Imagine you’re building a new social media platform. You don’t want to show posts in purely chronological order, but you also want to avoid the engagement traps that social media platforms suffer from — the fact that the posts most likely to catch your eye today often make you feel worse tomorrow.
So how should you design your metrics and recommendation system?
Product Principles
Picture a world, for example, where…
- You log onto Facebook, and the first post you see is your mother making a favorite dish from your childhood. You reach out to get the recipe, and share a video of yourself recreating it with her the next day. What if posts like these — that brought you closer to your friends and family — were the pinnacle of News Feed?
- You log onto Twitter, and you click on the latest trend about a US Supreme Court decision. Instead of the usual memes and insults, you find fascinating discussion: a firsthand take from Biden, debate from politicians on the other side, and insightful commentary from affected people on the street.
In this world, each social media feed has a principled product objective that it’s optimizing for rather than blindly showing you the type of content you happen to click on the most. What, for example, if YouTube cared about making you smile, even if you spent less time on the site overall?
The Engagement Problem
First, what are the problems with engagement-based metrics and why do we need to optimize for something else? Let's consider Facebook.
In 2018, Facebook switched its objective to increasing Meaningful Social Interactions — essentially, engagement (comments, likes, shares, and so on) from friends and family. If Facebook thought a post would create a lot of engagement between you and your uncle, it would rank it at the top of your feed.
The problem: engagement isn’t necessarily a positive sign! The most engaging content is often the most toxic. If your uncle shares a clickbait video that you hate, you’re compelled to leave an angry comment, which compels him to insult you back in turn. And since those (angry) comments increase MSI, the News Feed algorithm learns to show you even more.
For example, here are the current top comments on Joe Biden’s Facebook page.

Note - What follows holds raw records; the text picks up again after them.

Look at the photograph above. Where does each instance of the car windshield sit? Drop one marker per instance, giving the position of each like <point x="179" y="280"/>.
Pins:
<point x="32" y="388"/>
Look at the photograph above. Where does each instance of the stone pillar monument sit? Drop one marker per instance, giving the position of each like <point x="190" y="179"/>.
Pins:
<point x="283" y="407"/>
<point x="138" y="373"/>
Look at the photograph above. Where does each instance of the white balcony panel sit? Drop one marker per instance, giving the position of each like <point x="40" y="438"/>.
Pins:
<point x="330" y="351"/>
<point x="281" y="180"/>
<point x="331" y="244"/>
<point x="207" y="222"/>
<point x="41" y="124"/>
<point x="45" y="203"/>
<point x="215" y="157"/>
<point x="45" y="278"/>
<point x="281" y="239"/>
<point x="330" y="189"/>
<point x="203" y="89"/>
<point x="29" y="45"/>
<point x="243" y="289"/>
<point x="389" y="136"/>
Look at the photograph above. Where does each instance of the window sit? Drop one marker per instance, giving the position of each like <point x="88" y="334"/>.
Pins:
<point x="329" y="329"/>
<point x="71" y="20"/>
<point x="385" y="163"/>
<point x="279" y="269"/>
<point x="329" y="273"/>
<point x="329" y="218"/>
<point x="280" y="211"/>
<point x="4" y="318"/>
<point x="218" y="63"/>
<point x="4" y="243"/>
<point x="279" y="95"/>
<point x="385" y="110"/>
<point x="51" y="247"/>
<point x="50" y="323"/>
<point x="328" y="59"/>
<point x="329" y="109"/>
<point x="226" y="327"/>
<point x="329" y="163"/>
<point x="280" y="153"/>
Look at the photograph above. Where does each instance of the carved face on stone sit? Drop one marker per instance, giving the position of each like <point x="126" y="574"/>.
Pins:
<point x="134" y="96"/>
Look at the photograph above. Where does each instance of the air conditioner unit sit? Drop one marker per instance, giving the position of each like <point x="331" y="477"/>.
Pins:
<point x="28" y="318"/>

These examples aren’t outliers: data scientists would regularly find that experiments with the largest MSI impact also boosted low-quality content the most. Rather than strengthening quality connections with your friends and family, News Feed often hurt them instead.
And this wasn’t just a Facebook problem — I worked at YouTube and Twitter too, and these issues were prevalent across the board.
A Search Analogy
If engagement-based metrics are the problem, what’s the solution?
There’s a deep analogy with search engines. Just as commenting on a post doesn’t mean you enjoy it — maybe it made you so angry you want to viciously insult the poster — clicks on search pages aren’t necessarily a sign of good results either.
For example, when you search for when was barack obama born?, ideally the answer is displayed at the top of the search result page itself. Clicking is a sign of failure, and there’s no guarantee that the page you click on contains the answer anyways.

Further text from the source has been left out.